皆さんこんにちは。今回も連載をご覧下さりありがとうございます。
  北半球ではこの冬、20年ぶりの寒波が襲来しました。日本でも北日本を中心に豪雪に見舞われ、雪下ろしなどの作業で亡くなられる方も多く出ています。被害に遭われた皆様にお悔やみとお見舞いを申し上げます。

20年ぶりの寒波、ということは、10代以下の皆さんにとっては、「生まれて初めての寒波」ですので、節電の中、体調管理なども大変だったと思います。今は防寒下着、腹巻、タイツなどが男女それぞれにありますので、上手に使って健康を維持したいものです。春は目の前まで来ています、寒くても顔を上げて進んでいきましょう。

教育問題で私が最近気になるのは、橋下大阪市長が、「義務教育期間でも成績が振るわない子どもは、留年をさせられないか」という考えを打ち出していることです。留年が難しいのであれば、「学力が一定以下の子どもを、地区ごとに空き校舎に集め、数週間補習を受けさせるのはどうか」という考えも新たに打ち出しました(2012.2.24現在)。確かに、現在の教育制度下でも留年はさせられますが、ほとんど行なわれていないのが実情です。

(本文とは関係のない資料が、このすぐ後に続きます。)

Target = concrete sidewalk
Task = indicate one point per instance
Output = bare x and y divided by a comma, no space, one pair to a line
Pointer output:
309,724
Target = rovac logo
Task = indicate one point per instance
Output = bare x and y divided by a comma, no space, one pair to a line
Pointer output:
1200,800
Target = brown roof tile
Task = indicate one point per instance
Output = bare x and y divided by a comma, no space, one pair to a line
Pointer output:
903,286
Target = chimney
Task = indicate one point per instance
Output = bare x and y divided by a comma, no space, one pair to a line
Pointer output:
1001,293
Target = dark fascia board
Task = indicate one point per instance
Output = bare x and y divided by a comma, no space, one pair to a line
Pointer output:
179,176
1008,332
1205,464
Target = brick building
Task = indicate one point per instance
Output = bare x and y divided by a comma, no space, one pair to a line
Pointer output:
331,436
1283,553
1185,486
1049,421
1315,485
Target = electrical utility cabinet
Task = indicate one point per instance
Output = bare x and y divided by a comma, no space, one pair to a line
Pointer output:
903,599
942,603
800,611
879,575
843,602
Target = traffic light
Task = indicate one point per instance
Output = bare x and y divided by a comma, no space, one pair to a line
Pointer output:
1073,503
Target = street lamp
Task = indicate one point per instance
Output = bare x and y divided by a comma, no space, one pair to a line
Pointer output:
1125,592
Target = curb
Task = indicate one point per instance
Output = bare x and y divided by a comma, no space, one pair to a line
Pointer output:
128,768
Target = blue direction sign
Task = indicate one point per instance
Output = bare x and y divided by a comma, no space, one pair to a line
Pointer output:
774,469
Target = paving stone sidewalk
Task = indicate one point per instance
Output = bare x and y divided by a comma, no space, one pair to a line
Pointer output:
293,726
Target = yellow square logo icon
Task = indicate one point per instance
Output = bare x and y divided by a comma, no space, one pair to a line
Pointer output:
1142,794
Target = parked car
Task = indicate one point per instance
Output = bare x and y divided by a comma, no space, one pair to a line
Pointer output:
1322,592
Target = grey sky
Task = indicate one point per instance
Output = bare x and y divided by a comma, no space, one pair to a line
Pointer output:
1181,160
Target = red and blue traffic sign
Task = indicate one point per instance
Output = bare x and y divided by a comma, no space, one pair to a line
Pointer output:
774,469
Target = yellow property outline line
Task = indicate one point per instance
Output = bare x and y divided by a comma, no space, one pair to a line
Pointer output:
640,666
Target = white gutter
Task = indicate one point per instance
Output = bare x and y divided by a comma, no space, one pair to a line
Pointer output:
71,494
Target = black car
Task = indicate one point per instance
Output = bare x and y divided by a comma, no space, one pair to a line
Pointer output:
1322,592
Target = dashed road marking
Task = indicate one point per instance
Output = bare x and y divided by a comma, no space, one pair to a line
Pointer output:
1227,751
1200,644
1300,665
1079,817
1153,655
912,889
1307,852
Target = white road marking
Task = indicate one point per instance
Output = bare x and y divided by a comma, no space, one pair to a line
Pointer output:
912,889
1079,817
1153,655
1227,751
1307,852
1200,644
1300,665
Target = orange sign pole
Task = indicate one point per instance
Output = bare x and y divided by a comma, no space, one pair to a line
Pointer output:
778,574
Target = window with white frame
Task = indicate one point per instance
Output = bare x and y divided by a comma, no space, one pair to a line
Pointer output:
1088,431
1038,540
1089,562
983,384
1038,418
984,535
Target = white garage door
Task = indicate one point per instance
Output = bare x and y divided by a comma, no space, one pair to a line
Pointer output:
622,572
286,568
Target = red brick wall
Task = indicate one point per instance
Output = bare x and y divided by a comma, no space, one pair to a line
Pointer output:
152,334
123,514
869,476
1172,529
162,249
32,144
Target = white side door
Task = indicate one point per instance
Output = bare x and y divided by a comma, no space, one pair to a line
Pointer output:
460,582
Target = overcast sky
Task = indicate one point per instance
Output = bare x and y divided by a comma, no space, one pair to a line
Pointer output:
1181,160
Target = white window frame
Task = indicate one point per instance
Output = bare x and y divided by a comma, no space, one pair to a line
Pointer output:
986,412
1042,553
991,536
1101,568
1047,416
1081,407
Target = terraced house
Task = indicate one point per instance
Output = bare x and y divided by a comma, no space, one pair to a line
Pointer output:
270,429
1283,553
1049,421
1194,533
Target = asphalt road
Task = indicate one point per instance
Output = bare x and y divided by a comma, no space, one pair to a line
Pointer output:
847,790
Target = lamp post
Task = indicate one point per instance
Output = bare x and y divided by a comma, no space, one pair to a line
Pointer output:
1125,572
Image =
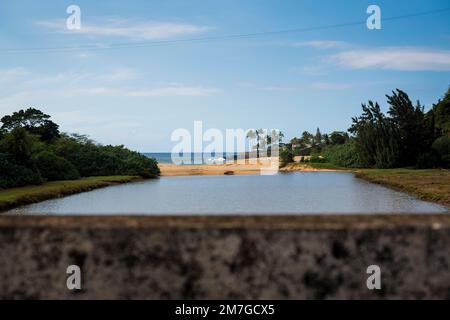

その結果、「勉強が小・中学生レベルで止まったままの高校生や大学生」などが出ており、高校や大学で本人が苦しんでいるのが現実です。
  この問題は改めて取り上げたいと思っていますので、今回は深く取り上げません。ただ、今どうしても申し上げておきたいことがあります。それは、「低所得者層の子どもが、勉強したいと思っても、家庭に金銭的に余裕がないので放置され、留年につながる」ことだけは避けねばならず、公的支援が欠かせないだろう、ということです。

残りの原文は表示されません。